Briton Ferry Llansawel
- Full name: Briton Ferry Llansawel Athletic Football Club
- Nickname: The Ferry
- Founded: 2009
- Ground: Old Road, Briton Ferry
- Capacity: 2,000
- Chairman: Wyn Evans
- Manager: Andy Dyer
- League: Cymru Premier
- 2025–26: Cymru Premier, 8th of 12
- Website: http://www.britonferryllansawelafc.com/
| Home colours | Away colours |

= Briton Ferry Llansawel A.F.C. =

Association football club in Wales

Briton Ferry Llansawel A.F.C. (Clwb Pêl-droed Llansawel) is a football club based in Briton Ferry in Wales, currently playing in the . The club was formed in 2009 after the merger between Briton Ferry Athletic and Llansawel.

The club's crest uses the colours green, red and yellow, which represent the colours of the two merged teams. For 2009–10 the home colours were the traditional Briton Ferry quartered red and green shirt, green shorts and red socks. The away colours were the traditional Llansawel yellow shirt, black shorts and hooped yellow and black socks.

== History ==
During the summer of 2009, representatives of Briton Ferry Athletic and Llansawel entered into discussion about the possibility of merging the two clubs. After a lengthy period of consideration, it was announced that the two clubs had merged to form Briton Ferry Llansawel.

They were to play their first season in Welsh Football League Third Division, replacing Briton Ferry Athletic. South Gower replaced Llansawel after they applied for membership to the league. In their first season the merged club finished 4th.

In 2012 the club was promoted to the Welsh Football League Second Division, and two years later were promoted again to the First Division. In 2016 they were relegated back to the Second Division but finished second in their first season and returned to the First Division.

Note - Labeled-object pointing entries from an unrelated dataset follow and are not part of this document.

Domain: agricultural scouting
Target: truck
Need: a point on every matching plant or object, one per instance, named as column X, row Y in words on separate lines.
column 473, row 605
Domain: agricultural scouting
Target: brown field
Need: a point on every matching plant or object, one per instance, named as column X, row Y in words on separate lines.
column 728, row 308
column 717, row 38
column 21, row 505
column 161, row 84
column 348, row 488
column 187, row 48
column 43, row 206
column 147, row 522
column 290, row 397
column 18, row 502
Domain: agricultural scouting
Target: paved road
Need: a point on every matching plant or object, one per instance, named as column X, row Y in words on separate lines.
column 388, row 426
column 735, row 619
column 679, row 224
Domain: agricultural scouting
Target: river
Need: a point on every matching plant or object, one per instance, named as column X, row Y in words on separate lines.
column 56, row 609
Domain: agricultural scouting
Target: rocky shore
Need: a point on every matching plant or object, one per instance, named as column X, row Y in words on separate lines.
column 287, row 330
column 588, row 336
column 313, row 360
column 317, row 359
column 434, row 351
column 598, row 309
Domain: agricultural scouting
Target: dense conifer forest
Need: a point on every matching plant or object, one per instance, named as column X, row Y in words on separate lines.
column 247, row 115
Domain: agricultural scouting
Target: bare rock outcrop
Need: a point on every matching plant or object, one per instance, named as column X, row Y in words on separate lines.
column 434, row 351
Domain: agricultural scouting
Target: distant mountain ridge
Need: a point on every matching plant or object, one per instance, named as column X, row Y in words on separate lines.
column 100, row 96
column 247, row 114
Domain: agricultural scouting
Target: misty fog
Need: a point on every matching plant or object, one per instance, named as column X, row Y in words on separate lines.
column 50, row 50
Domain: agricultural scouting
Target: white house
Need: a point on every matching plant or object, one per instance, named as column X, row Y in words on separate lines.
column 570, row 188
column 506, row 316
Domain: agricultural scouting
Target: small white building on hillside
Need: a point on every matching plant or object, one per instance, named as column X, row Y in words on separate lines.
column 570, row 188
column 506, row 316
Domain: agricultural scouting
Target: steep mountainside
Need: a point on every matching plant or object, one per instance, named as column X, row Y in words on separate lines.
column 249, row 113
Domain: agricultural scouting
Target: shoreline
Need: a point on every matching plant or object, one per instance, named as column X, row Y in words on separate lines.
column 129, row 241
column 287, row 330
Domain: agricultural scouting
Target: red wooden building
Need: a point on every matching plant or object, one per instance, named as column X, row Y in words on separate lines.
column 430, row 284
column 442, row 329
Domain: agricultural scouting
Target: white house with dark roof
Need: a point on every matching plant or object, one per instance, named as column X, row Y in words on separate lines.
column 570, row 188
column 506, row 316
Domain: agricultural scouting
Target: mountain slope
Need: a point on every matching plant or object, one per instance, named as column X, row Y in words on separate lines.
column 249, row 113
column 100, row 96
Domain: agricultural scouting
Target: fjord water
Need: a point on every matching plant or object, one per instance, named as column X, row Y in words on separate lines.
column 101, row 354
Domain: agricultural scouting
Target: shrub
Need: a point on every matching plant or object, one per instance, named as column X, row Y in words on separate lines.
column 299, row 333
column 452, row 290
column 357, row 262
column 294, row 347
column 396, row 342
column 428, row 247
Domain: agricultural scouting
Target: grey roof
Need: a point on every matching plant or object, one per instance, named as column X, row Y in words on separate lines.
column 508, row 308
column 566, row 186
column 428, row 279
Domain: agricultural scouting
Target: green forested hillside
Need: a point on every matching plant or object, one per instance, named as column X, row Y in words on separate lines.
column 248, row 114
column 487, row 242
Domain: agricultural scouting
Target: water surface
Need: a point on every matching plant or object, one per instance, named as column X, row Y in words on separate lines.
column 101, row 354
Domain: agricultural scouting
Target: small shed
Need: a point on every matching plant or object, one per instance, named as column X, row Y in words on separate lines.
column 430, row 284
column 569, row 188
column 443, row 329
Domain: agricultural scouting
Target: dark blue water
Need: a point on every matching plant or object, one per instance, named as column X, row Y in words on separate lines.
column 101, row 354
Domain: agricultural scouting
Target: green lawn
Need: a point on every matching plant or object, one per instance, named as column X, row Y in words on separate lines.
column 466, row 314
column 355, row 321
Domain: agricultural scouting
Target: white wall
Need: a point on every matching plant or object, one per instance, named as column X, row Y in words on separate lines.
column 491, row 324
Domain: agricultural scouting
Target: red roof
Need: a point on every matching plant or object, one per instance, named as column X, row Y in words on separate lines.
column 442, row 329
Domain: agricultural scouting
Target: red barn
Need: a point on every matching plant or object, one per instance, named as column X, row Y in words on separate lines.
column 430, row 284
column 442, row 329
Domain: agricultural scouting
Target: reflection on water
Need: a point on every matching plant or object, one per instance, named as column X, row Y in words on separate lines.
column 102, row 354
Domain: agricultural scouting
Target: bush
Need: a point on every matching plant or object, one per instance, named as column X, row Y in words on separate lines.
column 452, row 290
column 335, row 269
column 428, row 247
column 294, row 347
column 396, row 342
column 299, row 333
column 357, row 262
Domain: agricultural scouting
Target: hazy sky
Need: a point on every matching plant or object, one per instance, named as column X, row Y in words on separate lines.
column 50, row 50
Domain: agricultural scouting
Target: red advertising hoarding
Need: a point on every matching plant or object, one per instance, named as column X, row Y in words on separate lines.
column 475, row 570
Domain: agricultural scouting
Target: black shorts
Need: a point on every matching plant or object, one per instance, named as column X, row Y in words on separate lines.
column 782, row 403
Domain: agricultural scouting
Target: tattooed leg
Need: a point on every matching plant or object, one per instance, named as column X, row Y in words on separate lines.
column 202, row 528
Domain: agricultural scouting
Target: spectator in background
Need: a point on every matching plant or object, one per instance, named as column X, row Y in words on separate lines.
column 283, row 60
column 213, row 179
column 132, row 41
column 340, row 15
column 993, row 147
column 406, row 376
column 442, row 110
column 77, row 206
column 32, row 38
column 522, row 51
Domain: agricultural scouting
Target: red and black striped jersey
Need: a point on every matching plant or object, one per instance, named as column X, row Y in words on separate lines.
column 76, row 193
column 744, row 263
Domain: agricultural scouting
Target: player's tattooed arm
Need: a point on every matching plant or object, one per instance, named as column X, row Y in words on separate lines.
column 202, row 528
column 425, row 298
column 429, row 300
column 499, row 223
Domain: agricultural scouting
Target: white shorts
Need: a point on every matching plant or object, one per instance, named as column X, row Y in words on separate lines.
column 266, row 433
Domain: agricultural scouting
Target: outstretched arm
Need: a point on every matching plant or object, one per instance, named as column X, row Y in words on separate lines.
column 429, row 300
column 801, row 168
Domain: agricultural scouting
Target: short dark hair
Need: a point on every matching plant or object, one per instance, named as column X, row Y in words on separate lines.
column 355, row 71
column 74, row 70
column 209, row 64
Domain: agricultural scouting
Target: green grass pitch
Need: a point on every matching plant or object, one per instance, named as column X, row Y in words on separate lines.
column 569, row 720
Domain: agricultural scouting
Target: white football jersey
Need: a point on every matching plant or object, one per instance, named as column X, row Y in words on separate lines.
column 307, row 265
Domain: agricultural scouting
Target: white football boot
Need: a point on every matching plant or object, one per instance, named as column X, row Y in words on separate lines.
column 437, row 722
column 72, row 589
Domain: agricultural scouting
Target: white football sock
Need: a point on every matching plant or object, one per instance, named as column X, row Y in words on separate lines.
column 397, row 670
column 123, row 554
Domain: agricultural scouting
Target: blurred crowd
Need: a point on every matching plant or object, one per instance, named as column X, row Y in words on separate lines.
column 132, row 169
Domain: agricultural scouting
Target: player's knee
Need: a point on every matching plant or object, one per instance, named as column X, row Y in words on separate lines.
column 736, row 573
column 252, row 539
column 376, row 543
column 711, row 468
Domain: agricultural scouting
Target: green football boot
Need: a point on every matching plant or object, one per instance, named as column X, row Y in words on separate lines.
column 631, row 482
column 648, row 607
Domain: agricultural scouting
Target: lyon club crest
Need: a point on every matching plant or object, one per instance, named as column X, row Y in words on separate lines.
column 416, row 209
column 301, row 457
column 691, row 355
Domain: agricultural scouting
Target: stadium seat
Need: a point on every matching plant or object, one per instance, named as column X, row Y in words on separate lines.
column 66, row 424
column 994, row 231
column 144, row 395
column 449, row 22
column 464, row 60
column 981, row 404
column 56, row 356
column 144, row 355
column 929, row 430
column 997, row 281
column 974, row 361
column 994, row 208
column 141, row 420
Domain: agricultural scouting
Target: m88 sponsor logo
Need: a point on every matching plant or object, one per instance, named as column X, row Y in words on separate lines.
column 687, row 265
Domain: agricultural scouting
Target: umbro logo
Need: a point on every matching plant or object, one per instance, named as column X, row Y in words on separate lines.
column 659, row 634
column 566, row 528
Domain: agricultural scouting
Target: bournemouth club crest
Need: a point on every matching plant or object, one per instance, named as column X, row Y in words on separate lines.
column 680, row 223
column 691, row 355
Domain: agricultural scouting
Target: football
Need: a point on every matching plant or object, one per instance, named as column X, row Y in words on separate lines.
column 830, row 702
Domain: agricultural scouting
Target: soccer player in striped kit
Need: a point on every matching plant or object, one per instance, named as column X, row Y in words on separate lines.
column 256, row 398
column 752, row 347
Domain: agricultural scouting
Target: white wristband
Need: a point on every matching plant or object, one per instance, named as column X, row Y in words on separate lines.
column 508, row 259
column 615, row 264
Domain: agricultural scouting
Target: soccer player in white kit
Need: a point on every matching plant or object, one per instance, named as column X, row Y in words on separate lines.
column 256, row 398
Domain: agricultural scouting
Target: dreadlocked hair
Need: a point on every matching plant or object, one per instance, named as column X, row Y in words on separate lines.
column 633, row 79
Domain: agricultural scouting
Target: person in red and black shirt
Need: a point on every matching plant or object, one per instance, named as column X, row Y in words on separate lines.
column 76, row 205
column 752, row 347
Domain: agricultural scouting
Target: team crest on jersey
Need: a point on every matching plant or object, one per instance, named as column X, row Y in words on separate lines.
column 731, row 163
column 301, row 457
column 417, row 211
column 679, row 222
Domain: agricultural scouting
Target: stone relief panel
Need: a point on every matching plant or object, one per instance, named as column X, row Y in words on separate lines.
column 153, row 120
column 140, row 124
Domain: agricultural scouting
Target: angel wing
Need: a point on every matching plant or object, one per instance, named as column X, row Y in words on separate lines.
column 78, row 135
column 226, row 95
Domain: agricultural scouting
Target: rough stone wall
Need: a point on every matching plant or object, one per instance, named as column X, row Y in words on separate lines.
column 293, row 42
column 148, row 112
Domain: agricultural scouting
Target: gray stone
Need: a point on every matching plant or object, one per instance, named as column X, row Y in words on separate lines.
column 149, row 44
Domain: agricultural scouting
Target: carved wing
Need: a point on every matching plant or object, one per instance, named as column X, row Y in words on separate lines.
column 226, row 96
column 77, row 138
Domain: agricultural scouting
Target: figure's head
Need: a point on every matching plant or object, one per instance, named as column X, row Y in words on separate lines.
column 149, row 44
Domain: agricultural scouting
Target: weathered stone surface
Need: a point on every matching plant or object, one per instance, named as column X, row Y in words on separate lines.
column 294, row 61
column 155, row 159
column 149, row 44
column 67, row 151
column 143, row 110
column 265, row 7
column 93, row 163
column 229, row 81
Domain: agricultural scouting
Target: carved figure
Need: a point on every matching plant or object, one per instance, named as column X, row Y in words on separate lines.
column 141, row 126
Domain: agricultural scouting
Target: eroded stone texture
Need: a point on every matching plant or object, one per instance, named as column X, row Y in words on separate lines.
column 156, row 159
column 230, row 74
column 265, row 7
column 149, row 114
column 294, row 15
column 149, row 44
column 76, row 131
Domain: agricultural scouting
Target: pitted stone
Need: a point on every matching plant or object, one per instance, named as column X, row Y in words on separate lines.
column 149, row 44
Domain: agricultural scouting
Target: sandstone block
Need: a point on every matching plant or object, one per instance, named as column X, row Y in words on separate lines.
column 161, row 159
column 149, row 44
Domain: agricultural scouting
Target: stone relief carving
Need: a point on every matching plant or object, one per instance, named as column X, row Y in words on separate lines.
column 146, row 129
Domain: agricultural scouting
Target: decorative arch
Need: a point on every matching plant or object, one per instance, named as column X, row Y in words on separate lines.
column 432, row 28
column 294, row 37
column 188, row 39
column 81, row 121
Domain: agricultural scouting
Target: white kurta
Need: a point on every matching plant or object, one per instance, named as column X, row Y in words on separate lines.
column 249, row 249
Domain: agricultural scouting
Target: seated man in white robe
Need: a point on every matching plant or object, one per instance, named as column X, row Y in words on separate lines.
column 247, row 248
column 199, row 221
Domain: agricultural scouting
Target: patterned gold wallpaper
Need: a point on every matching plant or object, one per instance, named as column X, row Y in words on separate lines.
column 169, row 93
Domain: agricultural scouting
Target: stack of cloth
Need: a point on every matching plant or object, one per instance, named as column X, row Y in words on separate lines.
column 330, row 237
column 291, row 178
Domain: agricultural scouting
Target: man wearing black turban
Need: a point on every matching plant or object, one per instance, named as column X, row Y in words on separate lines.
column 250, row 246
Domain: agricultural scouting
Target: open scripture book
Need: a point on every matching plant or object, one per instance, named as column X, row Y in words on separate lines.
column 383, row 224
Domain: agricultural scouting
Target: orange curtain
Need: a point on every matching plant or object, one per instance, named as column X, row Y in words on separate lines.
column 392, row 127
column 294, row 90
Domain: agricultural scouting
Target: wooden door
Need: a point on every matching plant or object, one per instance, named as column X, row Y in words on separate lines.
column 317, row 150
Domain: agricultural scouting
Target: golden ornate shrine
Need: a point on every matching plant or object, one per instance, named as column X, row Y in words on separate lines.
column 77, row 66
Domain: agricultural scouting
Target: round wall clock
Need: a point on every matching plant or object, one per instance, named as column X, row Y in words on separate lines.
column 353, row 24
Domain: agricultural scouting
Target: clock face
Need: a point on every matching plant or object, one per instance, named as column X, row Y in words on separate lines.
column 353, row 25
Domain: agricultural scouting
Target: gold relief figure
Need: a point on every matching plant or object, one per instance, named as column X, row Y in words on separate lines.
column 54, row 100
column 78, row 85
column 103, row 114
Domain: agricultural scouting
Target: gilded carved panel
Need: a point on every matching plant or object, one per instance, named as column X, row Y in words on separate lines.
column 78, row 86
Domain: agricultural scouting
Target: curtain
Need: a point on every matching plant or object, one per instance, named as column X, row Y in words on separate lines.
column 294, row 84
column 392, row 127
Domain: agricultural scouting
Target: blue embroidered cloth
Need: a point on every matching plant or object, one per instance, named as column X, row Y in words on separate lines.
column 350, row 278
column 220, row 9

In 2019 they were founder members of the Cymru South, where they finished 3rd in their first season. After the COVID-19 pandemic were two more third-place finishes, before winning the 2023–24 title and gaining promotion to the Cymru Premier. In their first Cymru Premier season they finished 10th. On 10 August 2025 they beat defending champions The New Saints 3–0. This was The New Saints' heaviest defeat in four years and their first loss on the opening day of the season in eight years.

==Current squad==

| No. | Pos. | Nation | Player |
|---|---|---|---|
| 1 | GK | WAL | Rhys Wilson |
| 2 | DF | WAL | Luis Bates |
| 3 | DF | WAL | Dylan Packer |
| 4 | DF | WAL | Alex Gammond (captain) |
| 5 | DF | ENG | Matt Chubb |
| 6 | DF | WAL | Keiran Williams |
| 7 | MF | WAL | Ricky Lee-Owen |
| 8 | MF | WAL | Tom Price |
| 9 | FW | WAL | Tom Walters |
| 11 | FW | WAL | Corey Hurford |
| 12 | MF | WAL | Joseph Lloyd |
| 13 | GK | ENG | Will Fuller |

| No. | Pos. | Nation | Player |
|---|---|---|---|
| 14 | FW | WAL | Luke Bowen (player/coach) |
| 15 | DF | WAL | Luke Cooper |
| 16 | FW | WAL | Ruben Davies |
| 17 | MF | WAL | Tristan Jenkins |
| 18 | DF | WAL | Ryan George |
| 19 | MF | WAL | Luke Salter |
| 20 | FW | WAL | Ollie Anderson |
| 21 | DF | WAL | Jacob Jones |
| 22 | MF | WAL | Lowan Herdman |
| 23 | MF | WAL | Malcolm Nicholls |
| 25 | GK | WAL | Dylan Gilpin |
| 26 | MF | SEY | Tyrone Cadeau |

===Out on loan===

| No. | Pos. | Nation | Player |
|---|---|---|---|
| 10 | FW | WAL | Sam Snaith (at Cardiff Met until January 2027) |

==Ground==
The club plays at the Old Road ground in Briton Ferry. Their record attendance is 1,384, achieved on 31 December 2024 in a 0–0 draw against Barry Town United.